In today’s Architect’s Corner, we speak with Cris Fairweather, an Architect and Engineer at WCG Solutions. WCG Solutions is a diverse group of individuals comprised primarily of engineering (civil, electrical, mechanical), environmental, and system lifecycle management personnel who have worked on various maritime, communications, and general engineering projects spanning over 30 years. WCG provides a variety of engineering and systems management expertise and delivers practical engineering, which at its core brings concepts from the drawing board to reality.
Key technologies discussed
Infrastructure – On-premises
Container runtime – Docker
Orchestration – Rancher
Stateful Services – MongoDB, PostgreSQL, MySQL, Atlassian products, GitLab, Grafana, InfluxDB
Tell us a little bit about the company that you work for?
WCG is a defense contractor based in San Diego. We provide a lot of services for our government customers which include the Navy and the Department of Defense. I spend most of my time onsite with our customers, doing architecture planning, development, and maintenance.
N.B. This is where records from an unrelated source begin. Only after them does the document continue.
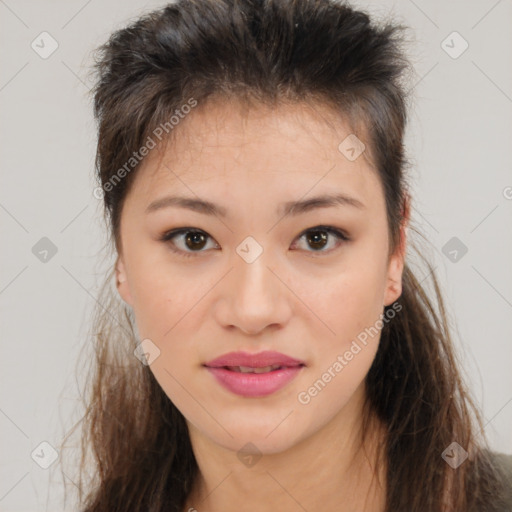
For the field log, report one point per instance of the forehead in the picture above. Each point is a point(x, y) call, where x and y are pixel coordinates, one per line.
point(259, 154)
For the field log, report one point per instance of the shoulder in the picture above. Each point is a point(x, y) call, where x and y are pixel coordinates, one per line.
point(503, 462)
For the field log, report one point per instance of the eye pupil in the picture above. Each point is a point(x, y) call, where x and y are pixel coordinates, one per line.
point(317, 237)
point(195, 237)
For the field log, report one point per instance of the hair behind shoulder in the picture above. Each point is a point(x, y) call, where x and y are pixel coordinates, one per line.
point(270, 51)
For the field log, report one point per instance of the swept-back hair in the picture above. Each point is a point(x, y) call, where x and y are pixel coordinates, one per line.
point(268, 52)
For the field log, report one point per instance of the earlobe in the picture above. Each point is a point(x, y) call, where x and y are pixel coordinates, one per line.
point(396, 266)
point(122, 282)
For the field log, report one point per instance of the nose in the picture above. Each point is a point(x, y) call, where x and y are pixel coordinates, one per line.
point(253, 297)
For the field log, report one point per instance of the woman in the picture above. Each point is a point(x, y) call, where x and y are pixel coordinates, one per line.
point(276, 351)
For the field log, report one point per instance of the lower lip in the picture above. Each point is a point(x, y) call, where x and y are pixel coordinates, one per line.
point(254, 384)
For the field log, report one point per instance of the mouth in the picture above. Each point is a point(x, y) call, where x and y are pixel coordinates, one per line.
point(254, 380)
point(263, 369)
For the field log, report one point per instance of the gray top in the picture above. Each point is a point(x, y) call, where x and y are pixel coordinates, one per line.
point(505, 462)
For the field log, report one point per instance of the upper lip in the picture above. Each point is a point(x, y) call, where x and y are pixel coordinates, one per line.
point(259, 360)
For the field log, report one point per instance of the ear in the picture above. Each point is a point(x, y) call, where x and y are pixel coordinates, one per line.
point(397, 260)
point(122, 281)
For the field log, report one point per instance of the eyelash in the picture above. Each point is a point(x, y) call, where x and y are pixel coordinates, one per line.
point(169, 235)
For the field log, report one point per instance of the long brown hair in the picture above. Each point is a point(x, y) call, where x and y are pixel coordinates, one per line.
point(267, 52)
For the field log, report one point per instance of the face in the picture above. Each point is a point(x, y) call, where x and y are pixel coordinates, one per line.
point(251, 276)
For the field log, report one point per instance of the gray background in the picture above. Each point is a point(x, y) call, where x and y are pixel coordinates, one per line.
point(458, 139)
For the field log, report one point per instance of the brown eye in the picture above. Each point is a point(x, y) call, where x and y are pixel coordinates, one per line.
point(318, 238)
point(187, 241)
point(195, 240)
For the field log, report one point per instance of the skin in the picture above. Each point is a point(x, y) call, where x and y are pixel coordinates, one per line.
point(304, 303)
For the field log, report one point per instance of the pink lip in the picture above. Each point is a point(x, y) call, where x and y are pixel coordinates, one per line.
point(254, 384)
point(259, 360)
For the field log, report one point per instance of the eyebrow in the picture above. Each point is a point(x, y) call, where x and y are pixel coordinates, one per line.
point(287, 208)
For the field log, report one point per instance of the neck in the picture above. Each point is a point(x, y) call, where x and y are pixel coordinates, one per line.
point(331, 469)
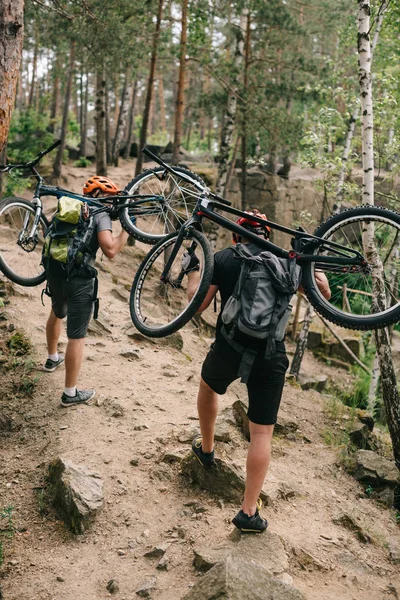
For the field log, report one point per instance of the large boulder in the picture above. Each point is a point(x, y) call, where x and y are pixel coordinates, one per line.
point(77, 493)
point(240, 579)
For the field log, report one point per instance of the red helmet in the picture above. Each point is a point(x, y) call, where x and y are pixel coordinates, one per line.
point(105, 184)
point(251, 225)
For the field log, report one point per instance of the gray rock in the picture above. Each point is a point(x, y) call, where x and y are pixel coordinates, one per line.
point(146, 587)
point(77, 493)
point(267, 551)
point(240, 579)
point(317, 382)
point(224, 480)
point(375, 470)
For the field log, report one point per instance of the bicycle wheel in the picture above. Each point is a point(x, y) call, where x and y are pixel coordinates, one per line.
point(375, 233)
point(159, 308)
point(152, 220)
point(20, 254)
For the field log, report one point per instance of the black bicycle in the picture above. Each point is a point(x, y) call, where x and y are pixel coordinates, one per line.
point(358, 250)
point(168, 203)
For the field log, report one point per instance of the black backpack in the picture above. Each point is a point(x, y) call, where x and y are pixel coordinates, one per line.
point(259, 307)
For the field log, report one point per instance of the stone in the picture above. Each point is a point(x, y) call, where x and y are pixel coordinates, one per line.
point(241, 579)
point(353, 524)
point(77, 493)
point(157, 551)
point(146, 587)
point(267, 551)
point(113, 586)
point(239, 409)
point(224, 480)
point(316, 382)
point(360, 436)
point(373, 469)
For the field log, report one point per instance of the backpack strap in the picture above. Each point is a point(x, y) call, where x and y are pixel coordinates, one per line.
point(248, 356)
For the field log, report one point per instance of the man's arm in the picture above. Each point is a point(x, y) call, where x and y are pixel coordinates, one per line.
point(110, 244)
The current project I’m working on for a major military branch is building and maintaining a suite of web-based collaboration tools, both commercial products, and in-house applications. These web apps are meant to facilitate communication across research and development organizations within the government. For instance, we are building an in-house version of Slack to communicate across teams but we also deploy Atlassian tooling, Confluence and Jira, and GitLab as well, for the development side.
Tell us a little bit about your role?
I’m a programmer by trade, but I also do Linux administration and on many projects, I play the role of Architect. Recently, I’ve found myself involved in the architectural process for all of our new deployments as well as updating our old deployments. Thankfully, the burden of responsibility for the total architecture is slightly reduced because I don’t have to deal with a network or hosting infrastructure, but everything else from kernel to the front end is my responsibility right now.
Tell us a little bit about how you’re leveraging containers and microservices as a part of this communications architecture?
Containers provide a much greater overall situational awareness of what you’re running in production which is hugely important with large scale systems like the ones used by the military.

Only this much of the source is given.